O presidente do Superior Tribunal Militar (STM), Luis Carlos Gomes Mattos, minimiza os áudios que comprovam tortura na ditadura, nesta terça-feira (19).
Durante a primeira sessão da Corte após a divulgação dos áudios, Gomes Mattos disse que as gravações eram “tendenciosas” e que a Justiça militar não tem “resposta nenhuma para dar”.
“A gente já sabe os motivos do porquê que isso vem acontecendo agora, nesses últimos dias, seguidamente, por várias direções, querendo atingir Forças Armadas, o Exército, a Marinha, a Aeronáutica. E, sem dúvida, nós somos quem cuida da disciplina, da hierarquia, que são os nossos pilares das nossas Forças Armadas. Nós não temos resposta nenhuma para dar. Simplesmente ignoramos uma notícia tendenciosa daquela que nós sabemos o motivo, né?”, afirmou o presidente do STM.
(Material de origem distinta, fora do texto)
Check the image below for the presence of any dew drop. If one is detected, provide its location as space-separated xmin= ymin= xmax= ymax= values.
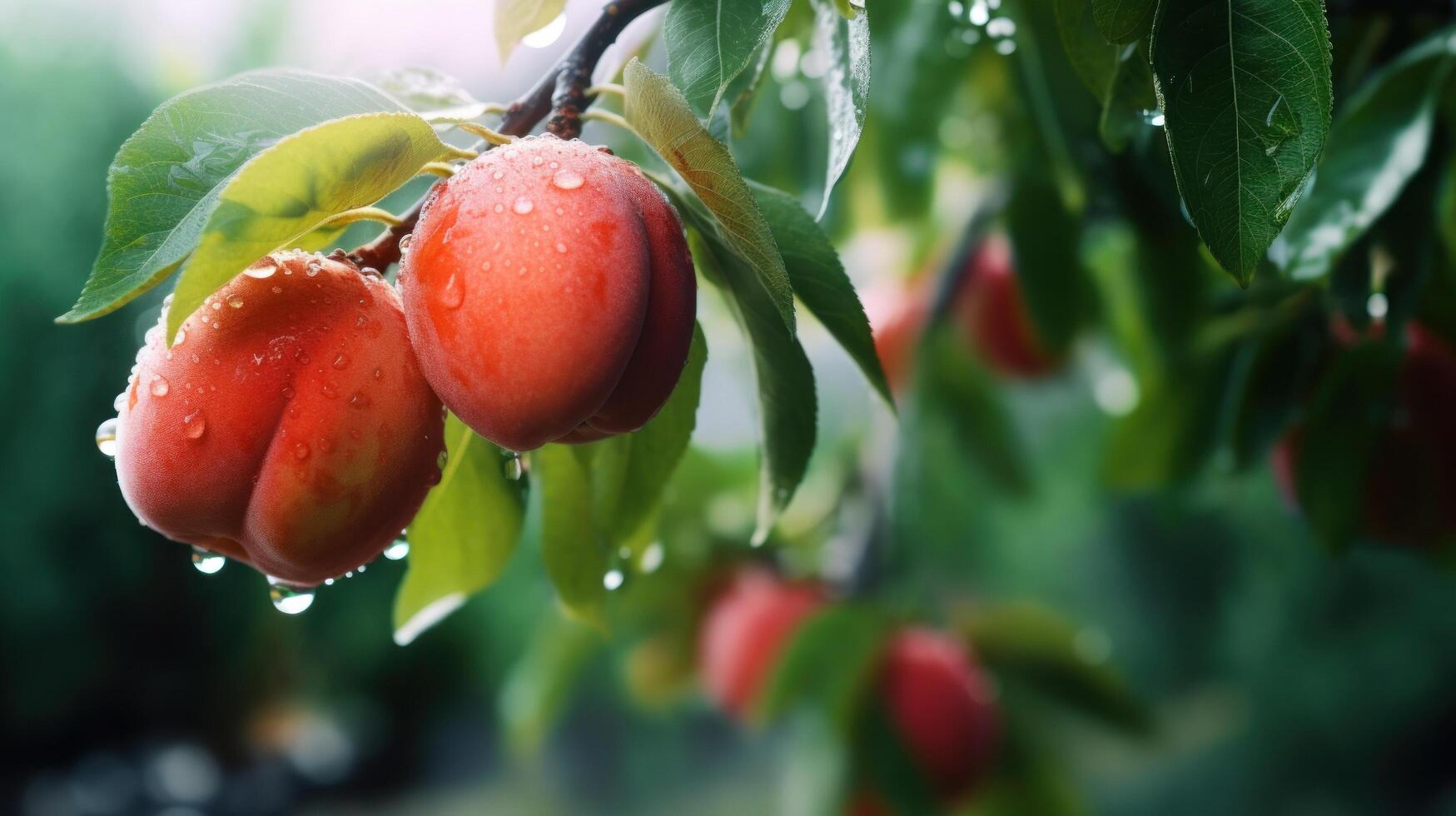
xmin=440 ymin=274 xmax=465 ymax=309
xmin=268 ymin=575 xmax=313 ymax=615
xmin=96 ymin=417 xmax=121 ymax=459
xmin=192 ymin=546 xmax=227 ymax=575
xmin=182 ymin=408 xmax=206 ymax=439
xmin=385 ymin=534 xmax=409 ymax=561
xmin=550 ymin=171 xmax=584 ymax=190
Segundo Gomes Mattos, a revelação dos áudios no domingo (17), “não estragou a Páscoa de ninguém”. “A minha não estragou”, disse.
O presidente do tribunal ainda afirmou que esse “vira e mexe” incomoda e que “só varrem” o passado de “um lado”. “Não varrem o outro [lado]. É sempre assim. Nós estamos acostumados com isso. Então, deixa para lá.”
Veja o vídeo:
Áudios confirmam existência de tortura na ditadura
Foram revelados, no domingo (17), áudios do Tribunal Superior Militar que provam tortura na ditadura. O conteúdo foi publicado pela jornalista Míriam Leitão. Ao todo, são mais de 10 mil horas de gravações. Os áudios faram analisados pelo historiador Carlos Fico, da Universidade Federal do Rio de Janeiro (UFRJ).
Em um dos áudios, por exemplo, um general defende a apuração do caso de uma uma grávida de 3 meses que sofreu aborto após choques elétricos na genitália. Em outro, um ministro denuncia uma confissão de roubo a banco obtida a marteladas.
“Os militares devem desculpas”, diz ao DCM advogado que descobriu áudios de julgamentos de tortura
O advogado criminalista e pesquisador Fernando Fernandes falou com o DCM sobre os áudios que descobriu de julgamentos de tortura no STM (Superior Tribunal Militar) na ditadura.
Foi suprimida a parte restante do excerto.